The problem with having good physical therapists is you become addicted to them. It’s so comforting to have a coach, an adviser to give you feedback, keep you on track and working toward your goal. When we started talking about ending the therapy, I had moments of panic. How will I survive? Who will assure me I am getting better? How will I keep up with the various restaurants and eating habits of Josh, Paul and David? I tried to bribe them with fresh bread from my own ovens. I volunteered to sweep the floors and fold all the towels and pillow cases, if only they would let me drop by weekly for a workout. But, alas, I was sent away with a T-shirt and a loud clang on the ‘Gong of Graduation.’ Thanks guys, after all we meant to each other.
But, really, they were a great crew and I recommend them highly if you need some physical therapy, especially if you are recovering from surgery or some other traumatic event. (In fact friends Jim and Martha Davis are being attended to by this very group).

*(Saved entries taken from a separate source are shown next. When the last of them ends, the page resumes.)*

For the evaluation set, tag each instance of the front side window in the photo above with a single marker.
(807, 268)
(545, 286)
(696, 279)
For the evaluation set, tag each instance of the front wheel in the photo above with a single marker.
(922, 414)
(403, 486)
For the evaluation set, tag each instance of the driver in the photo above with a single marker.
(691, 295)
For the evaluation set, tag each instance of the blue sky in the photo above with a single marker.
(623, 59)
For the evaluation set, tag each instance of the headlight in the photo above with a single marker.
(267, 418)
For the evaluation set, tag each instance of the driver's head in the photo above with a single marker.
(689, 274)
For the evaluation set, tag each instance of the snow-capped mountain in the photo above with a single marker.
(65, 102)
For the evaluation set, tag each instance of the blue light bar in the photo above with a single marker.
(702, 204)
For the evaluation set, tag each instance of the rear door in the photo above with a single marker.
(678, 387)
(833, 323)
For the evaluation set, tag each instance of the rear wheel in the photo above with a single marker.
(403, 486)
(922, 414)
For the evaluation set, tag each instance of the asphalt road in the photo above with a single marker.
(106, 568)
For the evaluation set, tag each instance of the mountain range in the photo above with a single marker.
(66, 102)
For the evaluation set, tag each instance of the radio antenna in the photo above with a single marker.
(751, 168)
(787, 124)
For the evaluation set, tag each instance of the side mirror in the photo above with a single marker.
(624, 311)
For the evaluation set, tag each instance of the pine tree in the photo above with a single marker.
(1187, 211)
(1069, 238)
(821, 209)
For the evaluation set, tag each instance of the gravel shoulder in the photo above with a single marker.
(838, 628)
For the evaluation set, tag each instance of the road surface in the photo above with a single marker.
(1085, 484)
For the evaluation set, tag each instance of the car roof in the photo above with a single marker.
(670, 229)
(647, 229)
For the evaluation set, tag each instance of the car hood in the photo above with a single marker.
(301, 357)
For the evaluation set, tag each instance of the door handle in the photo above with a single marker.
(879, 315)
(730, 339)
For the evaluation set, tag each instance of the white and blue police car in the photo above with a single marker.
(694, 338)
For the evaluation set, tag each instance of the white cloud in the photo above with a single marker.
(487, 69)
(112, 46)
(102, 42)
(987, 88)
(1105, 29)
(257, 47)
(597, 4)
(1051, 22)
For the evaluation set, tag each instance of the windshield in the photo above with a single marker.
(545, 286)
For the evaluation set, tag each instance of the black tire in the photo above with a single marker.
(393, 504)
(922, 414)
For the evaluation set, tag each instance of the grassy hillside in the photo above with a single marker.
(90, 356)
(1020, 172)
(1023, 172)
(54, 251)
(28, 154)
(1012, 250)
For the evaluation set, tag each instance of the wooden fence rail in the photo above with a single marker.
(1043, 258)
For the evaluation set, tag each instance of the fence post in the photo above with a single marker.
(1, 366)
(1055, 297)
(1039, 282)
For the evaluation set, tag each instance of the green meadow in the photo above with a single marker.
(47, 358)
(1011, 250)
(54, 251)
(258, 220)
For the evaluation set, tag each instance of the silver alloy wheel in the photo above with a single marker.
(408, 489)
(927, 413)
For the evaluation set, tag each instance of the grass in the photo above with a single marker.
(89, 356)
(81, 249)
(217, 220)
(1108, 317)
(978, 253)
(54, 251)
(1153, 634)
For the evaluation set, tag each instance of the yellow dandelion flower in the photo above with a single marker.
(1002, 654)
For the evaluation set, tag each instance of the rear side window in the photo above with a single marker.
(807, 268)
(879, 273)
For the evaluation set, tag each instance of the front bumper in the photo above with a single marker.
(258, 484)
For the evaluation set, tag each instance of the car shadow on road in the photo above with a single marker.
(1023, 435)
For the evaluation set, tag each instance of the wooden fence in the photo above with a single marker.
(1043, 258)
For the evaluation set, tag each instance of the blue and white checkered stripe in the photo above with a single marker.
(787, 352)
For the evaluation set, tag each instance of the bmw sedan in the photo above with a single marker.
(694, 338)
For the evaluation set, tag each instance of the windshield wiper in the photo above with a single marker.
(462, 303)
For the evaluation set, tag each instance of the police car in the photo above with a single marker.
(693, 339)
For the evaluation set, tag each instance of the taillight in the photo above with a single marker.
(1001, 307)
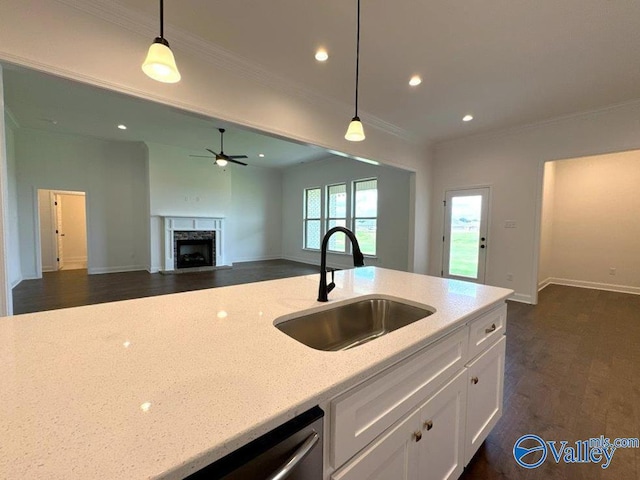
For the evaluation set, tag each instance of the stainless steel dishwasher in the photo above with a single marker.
(292, 451)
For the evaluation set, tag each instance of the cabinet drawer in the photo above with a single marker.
(360, 415)
(485, 330)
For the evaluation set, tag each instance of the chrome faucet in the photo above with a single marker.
(358, 261)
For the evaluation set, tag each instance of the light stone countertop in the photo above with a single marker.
(159, 387)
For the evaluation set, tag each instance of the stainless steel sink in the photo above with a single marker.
(351, 324)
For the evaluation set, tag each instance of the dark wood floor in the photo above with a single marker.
(572, 366)
(72, 288)
(572, 373)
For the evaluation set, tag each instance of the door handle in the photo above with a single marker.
(286, 468)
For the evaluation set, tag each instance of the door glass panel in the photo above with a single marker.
(465, 236)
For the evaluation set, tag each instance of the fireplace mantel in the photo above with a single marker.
(172, 224)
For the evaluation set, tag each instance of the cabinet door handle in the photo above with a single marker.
(490, 329)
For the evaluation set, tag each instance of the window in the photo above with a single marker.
(312, 217)
(337, 215)
(352, 205)
(365, 214)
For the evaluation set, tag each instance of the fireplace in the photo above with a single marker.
(198, 256)
(194, 249)
(194, 253)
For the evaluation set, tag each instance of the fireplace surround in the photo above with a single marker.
(204, 247)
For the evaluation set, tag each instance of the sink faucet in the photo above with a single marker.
(358, 261)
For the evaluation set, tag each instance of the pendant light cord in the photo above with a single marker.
(357, 56)
(161, 19)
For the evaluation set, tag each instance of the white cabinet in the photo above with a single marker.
(425, 417)
(425, 445)
(390, 457)
(442, 423)
(484, 398)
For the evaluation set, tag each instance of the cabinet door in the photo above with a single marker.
(390, 457)
(440, 452)
(485, 390)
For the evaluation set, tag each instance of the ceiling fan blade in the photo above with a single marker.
(236, 161)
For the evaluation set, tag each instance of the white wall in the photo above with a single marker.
(512, 163)
(394, 209)
(596, 222)
(48, 253)
(13, 241)
(212, 83)
(183, 186)
(249, 198)
(113, 175)
(256, 214)
(545, 265)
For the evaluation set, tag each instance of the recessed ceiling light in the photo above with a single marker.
(322, 55)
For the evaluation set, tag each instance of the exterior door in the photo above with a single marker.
(465, 234)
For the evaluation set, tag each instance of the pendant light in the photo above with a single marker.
(355, 132)
(160, 64)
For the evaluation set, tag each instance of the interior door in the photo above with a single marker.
(59, 231)
(465, 234)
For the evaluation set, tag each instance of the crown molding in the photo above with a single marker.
(134, 21)
(514, 130)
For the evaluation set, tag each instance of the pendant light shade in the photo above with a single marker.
(160, 63)
(355, 132)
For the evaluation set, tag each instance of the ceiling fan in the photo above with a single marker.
(221, 158)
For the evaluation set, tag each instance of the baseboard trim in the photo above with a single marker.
(545, 283)
(129, 268)
(609, 287)
(256, 259)
(521, 298)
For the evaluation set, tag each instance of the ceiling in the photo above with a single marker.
(44, 102)
(507, 62)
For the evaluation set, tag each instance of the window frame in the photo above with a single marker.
(306, 219)
(355, 218)
(346, 218)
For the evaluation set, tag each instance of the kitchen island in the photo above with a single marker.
(159, 387)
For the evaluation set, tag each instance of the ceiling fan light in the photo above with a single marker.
(355, 132)
(160, 64)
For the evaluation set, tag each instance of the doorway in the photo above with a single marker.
(465, 234)
(63, 230)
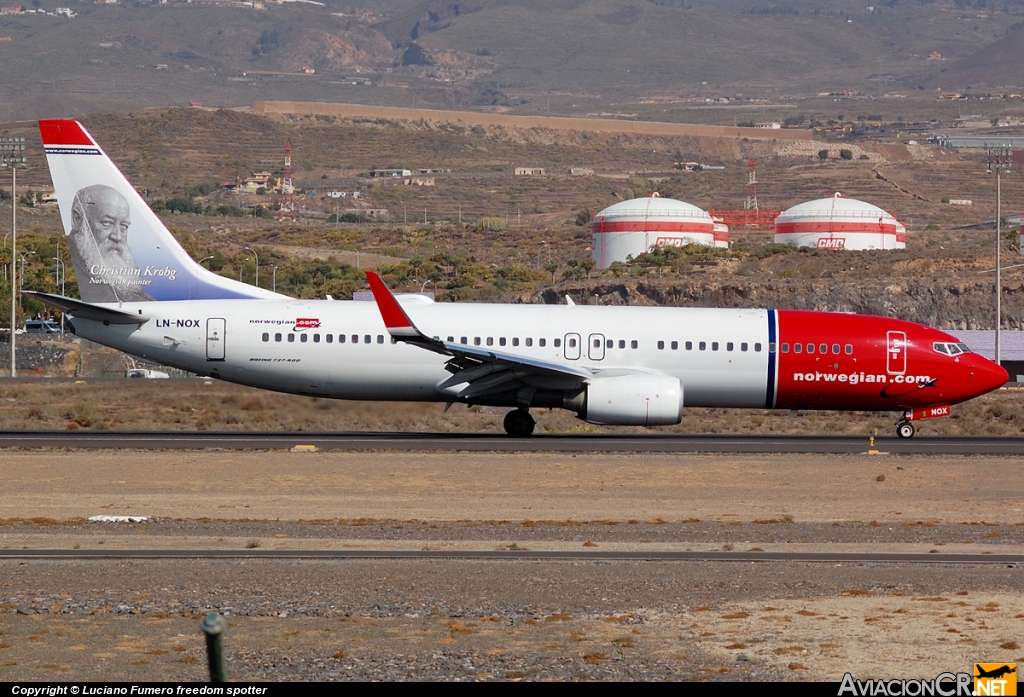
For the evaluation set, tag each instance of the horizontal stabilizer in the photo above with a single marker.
(77, 308)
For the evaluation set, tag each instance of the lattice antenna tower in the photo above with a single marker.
(752, 185)
(287, 189)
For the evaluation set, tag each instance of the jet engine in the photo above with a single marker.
(635, 399)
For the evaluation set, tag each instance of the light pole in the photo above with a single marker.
(12, 156)
(999, 158)
(250, 249)
(60, 272)
(20, 281)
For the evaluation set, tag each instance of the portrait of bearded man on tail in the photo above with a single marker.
(98, 241)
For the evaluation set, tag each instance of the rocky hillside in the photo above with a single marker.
(941, 304)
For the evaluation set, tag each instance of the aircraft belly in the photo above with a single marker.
(721, 388)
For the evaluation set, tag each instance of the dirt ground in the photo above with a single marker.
(442, 486)
(509, 620)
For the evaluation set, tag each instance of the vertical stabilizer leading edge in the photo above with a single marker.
(120, 249)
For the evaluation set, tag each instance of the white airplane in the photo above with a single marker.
(614, 365)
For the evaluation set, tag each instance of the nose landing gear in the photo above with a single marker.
(904, 429)
(519, 424)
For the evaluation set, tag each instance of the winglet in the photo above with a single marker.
(397, 322)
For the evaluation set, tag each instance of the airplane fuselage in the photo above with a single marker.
(722, 357)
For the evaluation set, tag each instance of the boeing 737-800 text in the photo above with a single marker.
(140, 293)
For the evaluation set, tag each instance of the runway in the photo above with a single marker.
(235, 440)
(574, 556)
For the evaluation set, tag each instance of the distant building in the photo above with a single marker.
(630, 228)
(257, 181)
(397, 174)
(838, 223)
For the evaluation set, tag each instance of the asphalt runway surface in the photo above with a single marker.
(662, 556)
(486, 442)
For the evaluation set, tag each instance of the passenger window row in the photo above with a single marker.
(702, 346)
(503, 341)
(327, 338)
(821, 348)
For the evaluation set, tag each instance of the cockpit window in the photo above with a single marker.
(950, 349)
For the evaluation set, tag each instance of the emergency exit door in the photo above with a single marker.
(896, 356)
(215, 330)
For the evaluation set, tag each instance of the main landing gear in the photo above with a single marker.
(519, 424)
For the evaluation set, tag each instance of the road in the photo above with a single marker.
(235, 440)
(449, 555)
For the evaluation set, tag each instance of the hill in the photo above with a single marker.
(570, 56)
(995, 66)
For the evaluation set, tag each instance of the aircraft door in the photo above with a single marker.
(896, 352)
(215, 331)
(572, 349)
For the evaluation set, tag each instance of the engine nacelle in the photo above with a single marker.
(638, 399)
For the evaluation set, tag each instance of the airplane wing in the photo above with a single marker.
(476, 372)
(78, 308)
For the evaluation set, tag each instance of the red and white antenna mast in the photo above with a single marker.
(287, 189)
(752, 185)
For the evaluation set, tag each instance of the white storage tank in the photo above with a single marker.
(839, 223)
(632, 227)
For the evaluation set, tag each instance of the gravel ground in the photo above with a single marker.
(471, 620)
(451, 619)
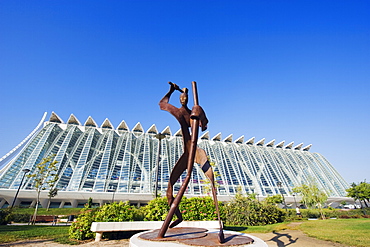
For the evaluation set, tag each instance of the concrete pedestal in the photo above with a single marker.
(136, 241)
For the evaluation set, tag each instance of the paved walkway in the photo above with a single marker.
(291, 238)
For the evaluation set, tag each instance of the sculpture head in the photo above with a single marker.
(184, 97)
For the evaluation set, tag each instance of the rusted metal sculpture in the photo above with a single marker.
(193, 119)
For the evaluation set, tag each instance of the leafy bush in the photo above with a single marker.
(118, 212)
(80, 229)
(19, 218)
(4, 216)
(249, 212)
(156, 210)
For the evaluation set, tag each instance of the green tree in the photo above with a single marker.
(360, 192)
(44, 176)
(312, 196)
(274, 200)
(52, 192)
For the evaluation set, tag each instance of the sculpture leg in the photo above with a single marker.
(178, 169)
(201, 158)
(190, 164)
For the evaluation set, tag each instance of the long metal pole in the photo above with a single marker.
(20, 185)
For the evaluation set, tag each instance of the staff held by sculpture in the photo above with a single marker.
(192, 119)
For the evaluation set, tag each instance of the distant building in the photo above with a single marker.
(108, 164)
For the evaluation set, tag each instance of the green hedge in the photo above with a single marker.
(245, 211)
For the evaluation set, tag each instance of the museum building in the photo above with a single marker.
(118, 164)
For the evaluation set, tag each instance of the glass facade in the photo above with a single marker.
(104, 159)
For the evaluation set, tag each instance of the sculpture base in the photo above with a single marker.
(210, 238)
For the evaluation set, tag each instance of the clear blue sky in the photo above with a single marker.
(286, 70)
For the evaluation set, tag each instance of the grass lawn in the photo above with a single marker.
(258, 229)
(11, 233)
(351, 232)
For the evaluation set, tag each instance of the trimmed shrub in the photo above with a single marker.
(4, 216)
(19, 218)
(246, 211)
(156, 210)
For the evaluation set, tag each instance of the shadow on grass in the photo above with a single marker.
(236, 228)
(281, 243)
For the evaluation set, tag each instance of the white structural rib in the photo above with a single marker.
(299, 146)
(205, 136)
(90, 122)
(289, 146)
(306, 148)
(55, 118)
(280, 144)
(123, 126)
(106, 124)
(25, 140)
(240, 140)
(73, 120)
(250, 141)
(261, 142)
(138, 128)
(270, 143)
(217, 137)
(178, 133)
(152, 130)
(167, 131)
(229, 138)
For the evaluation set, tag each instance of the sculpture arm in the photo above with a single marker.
(163, 103)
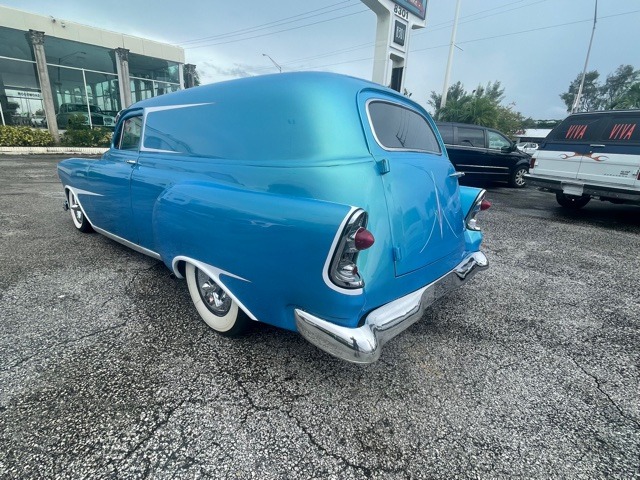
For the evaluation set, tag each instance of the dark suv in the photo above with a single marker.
(484, 153)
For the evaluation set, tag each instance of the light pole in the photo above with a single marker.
(576, 103)
(443, 99)
(273, 61)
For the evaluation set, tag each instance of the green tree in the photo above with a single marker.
(631, 99)
(590, 97)
(616, 92)
(480, 107)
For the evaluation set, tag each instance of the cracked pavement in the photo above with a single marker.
(106, 370)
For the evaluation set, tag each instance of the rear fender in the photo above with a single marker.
(269, 251)
(468, 196)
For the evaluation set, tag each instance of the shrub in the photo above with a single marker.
(11, 136)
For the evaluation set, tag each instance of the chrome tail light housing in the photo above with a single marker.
(343, 270)
(479, 204)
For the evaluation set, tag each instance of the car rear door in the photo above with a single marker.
(614, 155)
(420, 184)
(471, 150)
(111, 178)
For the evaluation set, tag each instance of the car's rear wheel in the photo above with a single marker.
(517, 177)
(214, 305)
(573, 202)
(77, 215)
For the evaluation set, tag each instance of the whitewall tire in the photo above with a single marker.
(214, 305)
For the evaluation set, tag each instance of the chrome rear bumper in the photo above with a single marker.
(364, 344)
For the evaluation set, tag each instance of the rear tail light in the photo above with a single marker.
(355, 237)
(479, 204)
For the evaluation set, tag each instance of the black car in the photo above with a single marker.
(484, 153)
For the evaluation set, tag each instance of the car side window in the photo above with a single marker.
(399, 128)
(446, 132)
(622, 130)
(130, 134)
(497, 141)
(471, 137)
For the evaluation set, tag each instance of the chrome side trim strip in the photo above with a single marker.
(484, 166)
(214, 273)
(127, 243)
(364, 344)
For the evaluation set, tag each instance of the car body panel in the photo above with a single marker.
(479, 158)
(254, 180)
(596, 152)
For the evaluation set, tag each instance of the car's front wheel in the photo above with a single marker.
(572, 201)
(517, 177)
(214, 305)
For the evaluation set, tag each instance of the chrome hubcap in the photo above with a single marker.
(216, 299)
(75, 207)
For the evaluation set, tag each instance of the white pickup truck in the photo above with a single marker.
(590, 155)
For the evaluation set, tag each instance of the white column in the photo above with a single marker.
(37, 41)
(122, 67)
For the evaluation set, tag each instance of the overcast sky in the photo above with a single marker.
(535, 48)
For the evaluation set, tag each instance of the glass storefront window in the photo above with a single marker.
(103, 91)
(80, 55)
(15, 44)
(20, 97)
(153, 68)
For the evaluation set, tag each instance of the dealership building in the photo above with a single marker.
(50, 65)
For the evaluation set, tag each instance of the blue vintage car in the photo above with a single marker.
(314, 202)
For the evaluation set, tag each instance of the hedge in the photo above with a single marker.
(24, 137)
(11, 136)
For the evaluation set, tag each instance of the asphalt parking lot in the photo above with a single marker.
(106, 370)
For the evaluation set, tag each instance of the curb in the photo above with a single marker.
(51, 150)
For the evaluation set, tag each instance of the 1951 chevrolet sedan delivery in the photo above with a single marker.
(315, 202)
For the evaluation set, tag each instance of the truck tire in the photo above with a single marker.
(571, 201)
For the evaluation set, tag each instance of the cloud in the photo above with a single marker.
(209, 70)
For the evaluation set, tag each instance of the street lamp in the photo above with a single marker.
(576, 103)
(273, 61)
(445, 88)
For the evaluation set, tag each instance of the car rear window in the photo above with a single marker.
(578, 128)
(622, 130)
(446, 132)
(470, 137)
(399, 128)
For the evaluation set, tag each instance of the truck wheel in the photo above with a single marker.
(77, 215)
(571, 201)
(214, 305)
(517, 177)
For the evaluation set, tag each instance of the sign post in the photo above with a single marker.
(396, 20)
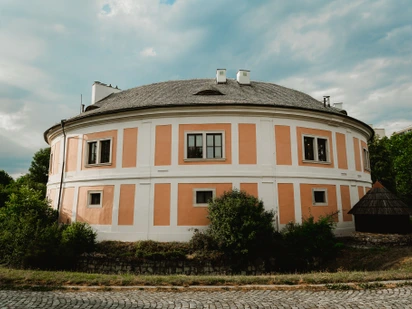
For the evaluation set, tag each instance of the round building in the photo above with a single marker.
(142, 163)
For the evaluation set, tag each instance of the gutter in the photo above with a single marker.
(62, 172)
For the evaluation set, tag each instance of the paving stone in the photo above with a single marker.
(298, 299)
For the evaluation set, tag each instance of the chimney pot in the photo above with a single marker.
(243, 77)
(221, 76)
(101, 90)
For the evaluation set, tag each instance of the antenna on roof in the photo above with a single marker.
(81, 104)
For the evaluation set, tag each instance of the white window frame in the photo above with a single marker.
(315, 149)
(314, 203)
(366, 159)
(204, 133)
(89, 199)
(51, 163)
(98, 153)
(202, 190)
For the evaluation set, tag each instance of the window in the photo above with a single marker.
(366, 162)
(51, 164)
(319, 197)
(316, 148)
(99, 152)
(202, 197)
(94, 199)
(204, 145)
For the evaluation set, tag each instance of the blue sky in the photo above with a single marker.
(358, 52)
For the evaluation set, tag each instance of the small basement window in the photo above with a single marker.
(319, 197)
(95, 199)
(366, 161)
(202, 197)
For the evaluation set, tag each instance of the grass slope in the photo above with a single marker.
(353, 265)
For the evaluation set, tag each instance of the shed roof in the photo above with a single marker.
(380, 201)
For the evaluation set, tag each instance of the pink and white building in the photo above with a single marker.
(142, 163)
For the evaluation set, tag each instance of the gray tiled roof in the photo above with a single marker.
(185, 92)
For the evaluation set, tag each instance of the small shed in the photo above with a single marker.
(381, 211)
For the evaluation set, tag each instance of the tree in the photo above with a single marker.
(240, 225)
(39, 168)
(391, 164)
(381, 162)
(5, 178)
(401, 153)
(29, 233)
(5, 182)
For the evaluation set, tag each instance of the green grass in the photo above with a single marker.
(352, 266)
(15, 277)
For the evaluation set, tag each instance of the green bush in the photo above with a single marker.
(153, 250)
(308, 245)
(78, 238)
(29, 234)
(240, 226)
(202, 241)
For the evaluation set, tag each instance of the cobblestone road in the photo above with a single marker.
(380, 298)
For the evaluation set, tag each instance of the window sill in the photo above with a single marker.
(317, 162)
(98, 164)
(200, 205)
(204, 160)
(94, 206)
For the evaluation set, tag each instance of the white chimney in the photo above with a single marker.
(243, 77)
(221, 76)
(101, 90)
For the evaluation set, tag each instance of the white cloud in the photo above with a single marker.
(148, 52)
(59, 28)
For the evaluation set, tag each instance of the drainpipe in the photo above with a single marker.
(62, 173)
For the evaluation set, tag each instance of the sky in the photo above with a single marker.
(358, 52)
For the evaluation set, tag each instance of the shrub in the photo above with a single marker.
(308, 245)
(29, 234)
(153, 250)
(79, 238)
(240, 226)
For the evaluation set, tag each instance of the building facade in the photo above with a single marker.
(143, 163)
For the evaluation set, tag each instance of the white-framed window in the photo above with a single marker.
(99, 152)
(202, 197)
(366, 161)
(51, 163)
(94, 199)
(319, 197)
(315, 148)
(205, 145)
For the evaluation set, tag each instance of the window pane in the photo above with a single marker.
(322, 151)
(319, 196)
(218, 152)
(92, 153)
(95, 198)
(209, 153)
(190, 140)
(194, 146)
(309, 151)
(218, 139)
(203, 197)
(199, 140)
(209, 140)
(105, 151)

In this photo on the left, you see some of the contraptions used for strengthening and for mobility. One thing I would never have thought is the loss of balance with the new knee. With all the trauma to the muscles, ligaments and tendons, they just didn’t work well after the surgery. One of the exercises was to stand on my left leg, balancing for 30 seconds at a time up to two minutes. Very hard to do after my surgery. After a couple of weeks, they complicated it by having me stand in front of the small throw-back / trampoline device on one leg and play catch with myself using a two pound ball bouncing off the mesh. ( It’s in the bottom left of the picture in this paragraph.) Thanks, Mark. I’ll get even with you some day. Actually, I’m not sure I was ever coordinated enough to do this before surgery, so, after … well I got where I could do it for 30 seconds but … come on, man.
But, I did get most of my balance back. How do I know? I found out the other day, I could put my pants on, one leg at a time, without having to sit down. I think it’s working. Rehab doesn’t stop. I continue exercises on my own. Still 8 months of this year long recovery left. We’ll keep in touch.